On the other hand, under the fair market value or residual value lease (FMV lease), the total monthly lease payments during the non-cancellable term of the lease (which is  in no case less than 730 days) is not sufficient to pay for the leased equipment.  The lessee is responsible for the choice of the leased equipment, the delivery, installation, acceptance and maintenance of the leased equipment. At the end of the lease term, the leased equipment will have a residual value and the customer is granted the following options: (a) return the leased equipment, (b) renew the lease, or (c) purchase the leased equipment at its fair market value.

The BIR held that the full payout lease of the taxpayer should be treated for tax purposes as a conditional sale. The monthly lease payments are part of the sales price of the taxpayer and, as such, for income tax purposes, the taxpayer should report the income from the sale in accordance with the method of accounting it regularly employs in keeping its books of accounts or in accordance with the installment basis allowed under Sec. 49 of the National Internal Revenue Code.

Moreover, since the full payout lease is in substance a sale of goods rather than a sale of service, the total monthly lease payments are considered the gross selling price of the equipment subject to VAT upfront.
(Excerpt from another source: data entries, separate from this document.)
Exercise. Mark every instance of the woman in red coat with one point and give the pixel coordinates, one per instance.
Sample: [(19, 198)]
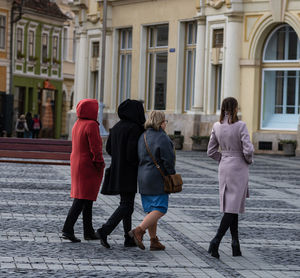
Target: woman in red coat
[(87, 167)]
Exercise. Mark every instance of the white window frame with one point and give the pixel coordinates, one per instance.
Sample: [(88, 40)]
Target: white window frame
[(189, 48), (48, 50), (126, 53), (150, 88), (281, 119), (65, 44), (5, 31)]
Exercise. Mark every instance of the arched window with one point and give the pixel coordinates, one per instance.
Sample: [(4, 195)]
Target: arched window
[(281, 80)]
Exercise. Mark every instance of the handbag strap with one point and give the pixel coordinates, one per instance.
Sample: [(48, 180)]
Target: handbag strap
[(152, 157)]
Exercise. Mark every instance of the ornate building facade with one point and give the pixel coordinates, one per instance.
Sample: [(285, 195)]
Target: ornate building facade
[(185, 57)]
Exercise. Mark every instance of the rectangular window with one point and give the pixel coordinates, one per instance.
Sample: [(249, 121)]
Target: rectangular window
[(190, 62), (74, 45), (157, 52), (65, 46), (95, 49), (31, 44), (2, 31), (44, 47), (125, 60), (20, 40), (55, 48), (281, 93), (218, 38)]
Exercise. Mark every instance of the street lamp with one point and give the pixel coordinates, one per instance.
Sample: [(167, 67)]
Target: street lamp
[(101, 104)]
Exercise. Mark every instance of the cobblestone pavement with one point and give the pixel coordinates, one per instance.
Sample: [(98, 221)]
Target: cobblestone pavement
[(34, 201)]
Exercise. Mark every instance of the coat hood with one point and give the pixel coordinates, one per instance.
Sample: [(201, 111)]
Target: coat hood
[(87, 109), (132, 110)]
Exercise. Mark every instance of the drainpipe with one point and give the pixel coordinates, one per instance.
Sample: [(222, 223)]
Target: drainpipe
[(15, 8), (103, 132)]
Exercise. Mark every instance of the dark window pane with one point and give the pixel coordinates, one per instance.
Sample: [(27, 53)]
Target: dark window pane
[(293, 40), (218, 38), (162, 35), (161, 81)]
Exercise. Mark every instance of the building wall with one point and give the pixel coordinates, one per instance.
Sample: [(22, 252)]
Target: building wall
[(4, 53)]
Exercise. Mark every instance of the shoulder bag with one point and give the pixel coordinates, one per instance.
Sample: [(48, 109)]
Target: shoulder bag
[(172, 183)]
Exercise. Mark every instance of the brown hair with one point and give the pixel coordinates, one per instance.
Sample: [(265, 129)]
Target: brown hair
[(229, 107), (155, 119)]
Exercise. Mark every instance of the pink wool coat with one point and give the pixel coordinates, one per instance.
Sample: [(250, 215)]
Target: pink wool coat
[(230, 145), (87, 162)]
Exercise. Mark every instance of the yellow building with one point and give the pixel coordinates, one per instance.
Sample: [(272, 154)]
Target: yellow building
[(185, 57), (68, 57), (4, 45)]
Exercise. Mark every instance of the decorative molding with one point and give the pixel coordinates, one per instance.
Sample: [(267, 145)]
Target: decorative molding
[(93, 18), (250, 23), (228, 3), (235, 17), (216, 4), (278, 9)]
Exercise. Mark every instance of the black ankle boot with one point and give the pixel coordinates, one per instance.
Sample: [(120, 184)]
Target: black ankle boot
[(236, 251), (214, 247)]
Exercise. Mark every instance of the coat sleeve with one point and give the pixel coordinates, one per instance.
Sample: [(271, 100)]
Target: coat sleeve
[(95, 145), (213, 147), (132, 146), (108, 144), (247, 146), (167, 156)]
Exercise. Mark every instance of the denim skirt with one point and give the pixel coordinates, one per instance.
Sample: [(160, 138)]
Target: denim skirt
[(155, 202)]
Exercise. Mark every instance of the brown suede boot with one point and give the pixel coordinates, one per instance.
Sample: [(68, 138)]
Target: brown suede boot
[(137, 235), (155, 245)]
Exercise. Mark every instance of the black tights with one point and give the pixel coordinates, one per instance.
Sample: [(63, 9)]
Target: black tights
[(229, 220)]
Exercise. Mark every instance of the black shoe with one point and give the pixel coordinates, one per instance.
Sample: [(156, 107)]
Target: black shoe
[(71, 237), (129, 241), (103, 238), (214, 248), (94, 236), (236, 250)]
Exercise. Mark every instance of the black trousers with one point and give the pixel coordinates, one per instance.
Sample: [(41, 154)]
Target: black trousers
[(78, 206), (229, 220), (123, 212)]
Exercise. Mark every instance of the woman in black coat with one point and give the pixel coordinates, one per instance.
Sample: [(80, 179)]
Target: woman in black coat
[(121, 176)]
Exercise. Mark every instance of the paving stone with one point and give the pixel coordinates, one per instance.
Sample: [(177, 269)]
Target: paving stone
[(33, 209)]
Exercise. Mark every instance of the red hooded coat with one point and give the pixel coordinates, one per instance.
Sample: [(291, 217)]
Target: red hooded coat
[(87, 162)]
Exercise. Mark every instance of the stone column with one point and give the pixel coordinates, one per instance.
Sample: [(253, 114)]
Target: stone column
[(81, 69), (232, 56), (200, 65), (298, 140)]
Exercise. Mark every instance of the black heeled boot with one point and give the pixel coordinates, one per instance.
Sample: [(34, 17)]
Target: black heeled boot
[(214, 247), (236, 250)]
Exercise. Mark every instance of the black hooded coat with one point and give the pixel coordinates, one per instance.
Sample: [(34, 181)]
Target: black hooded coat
[(121, 176)]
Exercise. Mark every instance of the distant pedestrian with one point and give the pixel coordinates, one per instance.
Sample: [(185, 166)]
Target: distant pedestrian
[(36, 127), (151, 184), (230, 136), (121, 178), (29, 122), (21, 126), (87, 167)]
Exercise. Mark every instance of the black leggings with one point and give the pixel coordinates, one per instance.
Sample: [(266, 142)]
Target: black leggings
[(123, 212), (229, 220), (78, 206)]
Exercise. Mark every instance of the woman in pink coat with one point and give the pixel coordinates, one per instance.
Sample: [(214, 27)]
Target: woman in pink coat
[(230, 145), (87, 167)]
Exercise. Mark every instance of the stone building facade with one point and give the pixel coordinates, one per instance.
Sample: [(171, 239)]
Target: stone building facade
[(185, 57)]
Hence, the taxpayer should issue the invoice upfront for the gross selling price of the leased equipment, i.e., the total monthly lease pay able for the entire duration of the lease.

BIR further ruled that if the customer of the taxpayer has been properly previously identified to be belonging to the top 10,000 private corporations, the full payout lease shall be subject to the 1% creditable withholding tax since the lease involves a purchase of goods.

As for the FMV lease, BIR held that the monthly lease payments are considered rentals includible in the gross income of the lessee-taxpayer. The leased equipment under the FMV lease may be depreciated by the taxpayer during the primary lease period but such period shall not be less than 60% of the depreciable life of 3 years, in the case of office machines.

For VAT purposes, the monthly lease payments in a FMV lease are considered rentals, not as selling price. Thus, the monthly lease payments are subject to VAT as they are actually or constructively received, not at the inception of the lease.

The taxpayer shall invoice the rentals periodically as the lease payments are received. Considering that the taxpayer is not a finance company, the lessees should subject the monthly lease payments to the 5% creditable withholding tax on rentals imposed under existing regulations.

In this ruling, BIR has successfully reconciled the tax treatment of leases.  It upheld RR 19-86 while clarifying the issues on the treatment for VAT, income and withholding tax.

However, since tax rulings are specific to the taxpayer that requested it, in general, it cannot be invoked by a taxpayer other than that to which the ruling is addressed.    Since issues resolved in the ruling are of general concern, a circular declaring the general adoption of  this position will be welcomed to ensure the uniform application of these rules for similar types of transactions.